KSLI
첨부 파일 #1 이용훈-김지혜.pdf (1,421KB) (Down:0)
    2018년 3월: 이용훈(충남대) & 김지혜(한국교원대)
    

Experimental Data and Deep Learning: Subjecthood Tests in Korean

Yong-hun Lee (Chungnam National University)

Ji-Hye Kim (Korea National University of Education)

 

Nowadays, as the techniques in machine learning and deep learning develop, there have been some trials which apply those techniques in the study of language and natural language processing. This paper shows how deep-learning technique can be applied to experimental data so that the constructed language model can predict some interesting properties of natural languages.

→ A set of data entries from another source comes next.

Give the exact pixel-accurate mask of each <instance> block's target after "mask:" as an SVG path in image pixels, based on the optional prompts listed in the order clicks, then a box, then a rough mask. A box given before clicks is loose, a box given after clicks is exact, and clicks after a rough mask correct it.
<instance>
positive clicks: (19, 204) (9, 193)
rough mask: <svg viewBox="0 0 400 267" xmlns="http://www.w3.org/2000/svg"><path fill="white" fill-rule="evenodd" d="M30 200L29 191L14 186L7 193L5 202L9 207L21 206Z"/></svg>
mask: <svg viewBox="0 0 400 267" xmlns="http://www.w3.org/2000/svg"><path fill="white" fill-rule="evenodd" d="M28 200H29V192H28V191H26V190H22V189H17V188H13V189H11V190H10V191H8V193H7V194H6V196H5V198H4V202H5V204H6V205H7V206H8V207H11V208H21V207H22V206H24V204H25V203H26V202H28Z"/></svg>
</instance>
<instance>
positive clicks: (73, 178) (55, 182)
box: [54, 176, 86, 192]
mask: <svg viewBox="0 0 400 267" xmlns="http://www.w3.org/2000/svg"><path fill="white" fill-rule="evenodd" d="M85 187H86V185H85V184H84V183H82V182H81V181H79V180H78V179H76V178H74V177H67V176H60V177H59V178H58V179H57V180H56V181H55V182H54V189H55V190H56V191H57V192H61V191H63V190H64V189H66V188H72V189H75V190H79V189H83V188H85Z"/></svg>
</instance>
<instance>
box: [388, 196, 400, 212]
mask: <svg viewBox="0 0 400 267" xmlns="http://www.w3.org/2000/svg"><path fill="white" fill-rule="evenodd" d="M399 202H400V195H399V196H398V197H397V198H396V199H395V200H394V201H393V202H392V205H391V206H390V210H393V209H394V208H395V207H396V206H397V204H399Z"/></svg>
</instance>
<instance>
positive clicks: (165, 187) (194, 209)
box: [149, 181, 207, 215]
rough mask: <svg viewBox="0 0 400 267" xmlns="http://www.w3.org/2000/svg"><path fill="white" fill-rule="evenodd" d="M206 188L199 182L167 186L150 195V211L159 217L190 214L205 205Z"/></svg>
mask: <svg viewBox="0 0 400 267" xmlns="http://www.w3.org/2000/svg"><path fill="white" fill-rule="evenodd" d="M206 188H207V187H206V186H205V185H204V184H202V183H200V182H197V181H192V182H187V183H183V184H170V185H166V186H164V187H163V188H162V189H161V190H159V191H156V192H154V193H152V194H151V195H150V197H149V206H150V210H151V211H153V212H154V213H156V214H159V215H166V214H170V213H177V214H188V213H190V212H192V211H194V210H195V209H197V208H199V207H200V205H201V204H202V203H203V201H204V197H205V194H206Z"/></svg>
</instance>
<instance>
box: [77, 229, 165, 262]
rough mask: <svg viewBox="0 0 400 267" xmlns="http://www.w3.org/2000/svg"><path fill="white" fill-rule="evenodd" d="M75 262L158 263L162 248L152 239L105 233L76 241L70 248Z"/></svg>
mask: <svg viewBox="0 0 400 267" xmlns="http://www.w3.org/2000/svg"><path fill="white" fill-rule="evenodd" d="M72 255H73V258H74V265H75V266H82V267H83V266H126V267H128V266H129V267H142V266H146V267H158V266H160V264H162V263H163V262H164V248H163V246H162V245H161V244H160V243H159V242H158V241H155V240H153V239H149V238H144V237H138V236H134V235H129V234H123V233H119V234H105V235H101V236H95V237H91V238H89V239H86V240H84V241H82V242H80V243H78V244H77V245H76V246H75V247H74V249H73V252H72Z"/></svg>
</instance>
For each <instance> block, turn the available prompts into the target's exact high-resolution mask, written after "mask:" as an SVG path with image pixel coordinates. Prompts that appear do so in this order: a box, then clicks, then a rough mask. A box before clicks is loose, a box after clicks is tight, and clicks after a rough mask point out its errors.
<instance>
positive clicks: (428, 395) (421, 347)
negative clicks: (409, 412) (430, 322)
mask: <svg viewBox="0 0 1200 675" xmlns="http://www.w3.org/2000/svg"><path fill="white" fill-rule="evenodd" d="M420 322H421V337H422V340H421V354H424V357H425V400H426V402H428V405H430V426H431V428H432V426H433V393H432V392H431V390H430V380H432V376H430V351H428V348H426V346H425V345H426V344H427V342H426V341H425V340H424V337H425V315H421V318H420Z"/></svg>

          This paper takes the data sets in six subjecthood tests in Korean (Kim et al., 2015; Lee et al., 2015; and Kim et al., 2017) and makes a language model with a deep neural network (DNN). After converting the z-scores into the scores between 0 and 100, the scores are classified into 10 groups (0-10, 11-20, ..., 91-100). Then, a DNN model is constructed where the converted 10 groups of scores are the output category and the other linguistic features become input values. The input values include types of diagnostic tests, Case markers, SSC vs. MSC, presence/absence of diagnostics, animacy of the subjects, and so on. From the constructed model, predicted scores will be calculated for each sentence when such and such linguistic environments are satisfied. The goal of this paper is to demonstrate how to use DNNs to uncover some interesting properties of natural languages using experimental data and deep learning.

 

References

Kim, J., Y. Lee and E. Kim. 2015. Obligatory Control and Coordinated Deletion as Korean Subject Diagnostics: An Experimental Approach. Language and Information 19:75-101.

Kim, J., Y. Lee, and E. Kim. 2017. Honorific Agreement and Plural Copying as Korean Subjecthood Diagnostics: An Experimental Approach. Studies in Modern Grammar 93:119-144.

Lee, Y., E. Kim and J. Kim. 2015. Reflexive Binding and Adjunct Control as Subject Diagnostics in Korean: An Experimental Approach. Studies in Language 31:427-449.